Protein dynamical transition (PDT) indicates the sudden activation of protein fluctuations above a critical temperature, T~ 220-240 K. The phenomenon has attracted the attention of scientists along the years because the possible implications. First, it has been strongly related to the role of the solvent environment surrounding the protein, and namely its physical changes. It is not surprising that many concepts coined in the community of liquids were transposed to scratch insights on the problem. Secondly, this problem represented the door through which the community active in neutron scattering entered heavily in the discussion about protein dynamics and function. Yet today, numerous  interesting works focusing on the protein dynamical transition appear in top-notch magazines, see e.g. Weik and coworkers discussed the correlation among water translation and protein fluctuation across the PDT [here] while Hong and coworkers claim that the transition is an intrinsic feature of the dry protein energy landscape [here]. We are participating to the debate, as presented in the post dedicated to Lindemann criterion. To better understand the relationship among protein motion and solvent behaviour, we have recently developed a methodology that using data from particle based simulations, can fruitfully estimate the change in the water  hydrogen bond connectivity, in space, in time, and in temperature. We show the PDT correlates to the sudden increase in the configurational disorder of the water HB network enveloping the proteins. Our finding links, in the spirit of the Adam–Gibbs relationship, the diffusivity of protein atoms, as quantified by the hydrogen mean-square displacements, and the thermodynamic solvent configurational entropy.

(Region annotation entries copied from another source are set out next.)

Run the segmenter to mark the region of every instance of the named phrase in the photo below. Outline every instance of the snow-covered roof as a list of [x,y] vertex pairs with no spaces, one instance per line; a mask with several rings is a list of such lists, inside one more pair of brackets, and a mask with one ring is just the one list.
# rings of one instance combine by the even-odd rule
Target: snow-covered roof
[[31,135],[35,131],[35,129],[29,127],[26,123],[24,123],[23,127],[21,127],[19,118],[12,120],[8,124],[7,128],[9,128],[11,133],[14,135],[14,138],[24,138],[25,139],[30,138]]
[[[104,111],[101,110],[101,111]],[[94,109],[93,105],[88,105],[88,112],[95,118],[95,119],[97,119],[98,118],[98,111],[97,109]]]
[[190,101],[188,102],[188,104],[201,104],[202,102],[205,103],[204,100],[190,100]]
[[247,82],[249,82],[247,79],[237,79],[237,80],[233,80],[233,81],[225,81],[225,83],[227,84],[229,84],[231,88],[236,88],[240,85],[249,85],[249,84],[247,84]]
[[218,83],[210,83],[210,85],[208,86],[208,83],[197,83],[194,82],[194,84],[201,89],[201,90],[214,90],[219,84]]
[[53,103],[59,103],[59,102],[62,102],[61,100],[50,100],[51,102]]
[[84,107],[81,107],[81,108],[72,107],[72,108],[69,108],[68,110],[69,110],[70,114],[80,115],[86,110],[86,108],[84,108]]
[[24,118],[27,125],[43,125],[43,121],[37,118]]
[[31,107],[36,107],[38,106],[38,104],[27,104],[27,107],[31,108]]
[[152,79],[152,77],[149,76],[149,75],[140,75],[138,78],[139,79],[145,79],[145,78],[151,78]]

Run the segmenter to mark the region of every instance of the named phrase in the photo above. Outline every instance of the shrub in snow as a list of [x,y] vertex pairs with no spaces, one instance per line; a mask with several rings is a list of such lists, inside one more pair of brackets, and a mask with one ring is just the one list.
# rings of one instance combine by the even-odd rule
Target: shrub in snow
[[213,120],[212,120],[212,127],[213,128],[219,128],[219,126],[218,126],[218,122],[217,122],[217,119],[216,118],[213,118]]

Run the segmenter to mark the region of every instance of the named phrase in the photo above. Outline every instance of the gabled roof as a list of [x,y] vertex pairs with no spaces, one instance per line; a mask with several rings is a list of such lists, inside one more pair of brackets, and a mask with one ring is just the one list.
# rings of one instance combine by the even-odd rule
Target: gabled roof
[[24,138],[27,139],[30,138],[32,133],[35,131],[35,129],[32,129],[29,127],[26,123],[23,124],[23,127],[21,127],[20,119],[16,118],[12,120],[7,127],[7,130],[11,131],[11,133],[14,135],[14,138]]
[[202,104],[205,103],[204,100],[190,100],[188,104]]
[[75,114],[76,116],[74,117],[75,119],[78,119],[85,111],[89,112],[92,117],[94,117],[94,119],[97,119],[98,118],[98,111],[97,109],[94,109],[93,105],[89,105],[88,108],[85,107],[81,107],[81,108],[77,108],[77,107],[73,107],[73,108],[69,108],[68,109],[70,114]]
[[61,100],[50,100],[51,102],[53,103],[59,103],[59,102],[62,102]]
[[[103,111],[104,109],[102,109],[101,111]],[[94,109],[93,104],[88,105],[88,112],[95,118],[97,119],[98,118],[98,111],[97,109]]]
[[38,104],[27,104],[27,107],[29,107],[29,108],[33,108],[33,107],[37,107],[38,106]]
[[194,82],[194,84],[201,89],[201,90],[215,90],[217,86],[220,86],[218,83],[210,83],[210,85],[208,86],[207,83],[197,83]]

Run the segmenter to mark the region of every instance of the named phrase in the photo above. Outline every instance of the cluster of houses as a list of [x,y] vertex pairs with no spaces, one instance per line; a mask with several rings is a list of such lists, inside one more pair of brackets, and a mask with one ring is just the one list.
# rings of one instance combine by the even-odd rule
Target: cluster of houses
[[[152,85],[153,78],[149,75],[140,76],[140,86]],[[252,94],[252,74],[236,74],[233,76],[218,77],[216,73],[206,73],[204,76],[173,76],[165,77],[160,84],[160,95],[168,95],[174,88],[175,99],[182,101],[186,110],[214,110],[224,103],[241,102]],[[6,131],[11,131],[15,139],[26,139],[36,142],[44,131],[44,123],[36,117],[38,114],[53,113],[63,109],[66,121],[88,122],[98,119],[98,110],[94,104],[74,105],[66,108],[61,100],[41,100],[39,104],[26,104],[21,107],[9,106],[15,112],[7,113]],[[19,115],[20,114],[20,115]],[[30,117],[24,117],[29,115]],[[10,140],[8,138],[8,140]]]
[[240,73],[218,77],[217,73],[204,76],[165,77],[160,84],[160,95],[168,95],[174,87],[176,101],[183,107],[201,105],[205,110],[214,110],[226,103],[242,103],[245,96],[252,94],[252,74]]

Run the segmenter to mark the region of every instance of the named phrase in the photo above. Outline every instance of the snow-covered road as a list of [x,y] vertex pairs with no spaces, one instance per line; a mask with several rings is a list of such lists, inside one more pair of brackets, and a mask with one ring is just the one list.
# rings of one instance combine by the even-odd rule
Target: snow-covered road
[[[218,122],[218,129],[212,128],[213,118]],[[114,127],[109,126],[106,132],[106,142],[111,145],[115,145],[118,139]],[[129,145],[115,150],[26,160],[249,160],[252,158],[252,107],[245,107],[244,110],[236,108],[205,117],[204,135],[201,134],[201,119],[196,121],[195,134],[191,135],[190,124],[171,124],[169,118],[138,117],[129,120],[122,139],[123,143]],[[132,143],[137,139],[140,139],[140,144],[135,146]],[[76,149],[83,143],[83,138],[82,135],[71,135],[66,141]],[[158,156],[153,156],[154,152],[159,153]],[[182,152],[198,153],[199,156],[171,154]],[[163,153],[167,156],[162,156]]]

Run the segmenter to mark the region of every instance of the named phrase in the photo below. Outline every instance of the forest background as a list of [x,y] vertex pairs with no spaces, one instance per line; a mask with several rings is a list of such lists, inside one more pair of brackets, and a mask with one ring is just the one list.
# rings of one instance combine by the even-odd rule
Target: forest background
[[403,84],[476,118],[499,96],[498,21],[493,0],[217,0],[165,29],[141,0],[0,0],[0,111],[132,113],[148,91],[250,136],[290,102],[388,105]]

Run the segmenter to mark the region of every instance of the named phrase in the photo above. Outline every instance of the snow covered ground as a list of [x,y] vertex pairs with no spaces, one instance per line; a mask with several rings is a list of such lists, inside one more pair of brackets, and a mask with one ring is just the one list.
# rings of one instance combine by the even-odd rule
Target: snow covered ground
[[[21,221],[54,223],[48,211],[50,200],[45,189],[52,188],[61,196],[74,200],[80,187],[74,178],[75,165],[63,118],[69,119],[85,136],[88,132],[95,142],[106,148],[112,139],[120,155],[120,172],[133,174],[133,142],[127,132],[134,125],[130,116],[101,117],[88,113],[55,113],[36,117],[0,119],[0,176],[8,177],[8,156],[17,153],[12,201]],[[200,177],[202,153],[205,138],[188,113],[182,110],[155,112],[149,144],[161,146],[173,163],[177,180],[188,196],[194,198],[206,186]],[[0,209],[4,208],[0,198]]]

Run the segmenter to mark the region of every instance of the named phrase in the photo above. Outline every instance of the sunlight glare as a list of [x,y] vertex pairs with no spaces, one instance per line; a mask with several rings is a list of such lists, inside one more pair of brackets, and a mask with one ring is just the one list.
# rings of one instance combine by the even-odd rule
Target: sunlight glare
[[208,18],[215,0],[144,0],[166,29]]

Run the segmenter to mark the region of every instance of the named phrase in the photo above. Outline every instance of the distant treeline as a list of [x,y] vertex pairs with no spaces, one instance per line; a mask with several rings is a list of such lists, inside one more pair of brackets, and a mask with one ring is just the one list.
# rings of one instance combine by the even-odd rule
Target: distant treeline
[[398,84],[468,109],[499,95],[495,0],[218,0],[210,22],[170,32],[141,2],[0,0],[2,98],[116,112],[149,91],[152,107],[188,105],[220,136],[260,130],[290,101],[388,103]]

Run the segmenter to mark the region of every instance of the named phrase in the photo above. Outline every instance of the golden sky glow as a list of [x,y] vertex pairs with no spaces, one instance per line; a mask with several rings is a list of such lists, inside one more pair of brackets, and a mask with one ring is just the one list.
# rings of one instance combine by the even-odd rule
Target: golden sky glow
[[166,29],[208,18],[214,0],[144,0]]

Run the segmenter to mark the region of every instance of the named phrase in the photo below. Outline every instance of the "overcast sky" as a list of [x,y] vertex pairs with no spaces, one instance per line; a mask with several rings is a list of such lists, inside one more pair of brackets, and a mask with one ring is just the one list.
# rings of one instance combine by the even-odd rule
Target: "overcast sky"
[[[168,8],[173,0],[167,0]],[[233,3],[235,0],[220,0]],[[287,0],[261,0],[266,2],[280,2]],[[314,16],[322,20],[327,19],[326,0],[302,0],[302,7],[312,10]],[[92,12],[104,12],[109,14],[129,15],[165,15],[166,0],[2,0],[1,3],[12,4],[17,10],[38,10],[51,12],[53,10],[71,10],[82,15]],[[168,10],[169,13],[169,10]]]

Enjoy the paper here, and a comment in the P. Ball's blog Water in Biology.


Wednesday, November 22, 2017

Mechanics of thermal adaptation

Somero’s corresponding state principle relates protein enhanced thermal stability with mechanical rigidity. A natural way to test the mechanical stiffness of a protein is to apply a directional force as in single molecule AFM experiments. Recent experiments have been therefore inspired by the possible correlation among the mechanical and thermal stabilities. Unfortunately single molecule experiments lack molecular resolution, and in silico realisation of thermal and mechanical unfolding can provide very useful insights. This is exactly what we have done in a recent work focused on two homologues belonging to the Cold Shock Protein family. Our results show that for these species there is not a correlation among the thermal resistance of the thermophilic Csp and its mechanical stability. The paper is out in JPC Letter [here].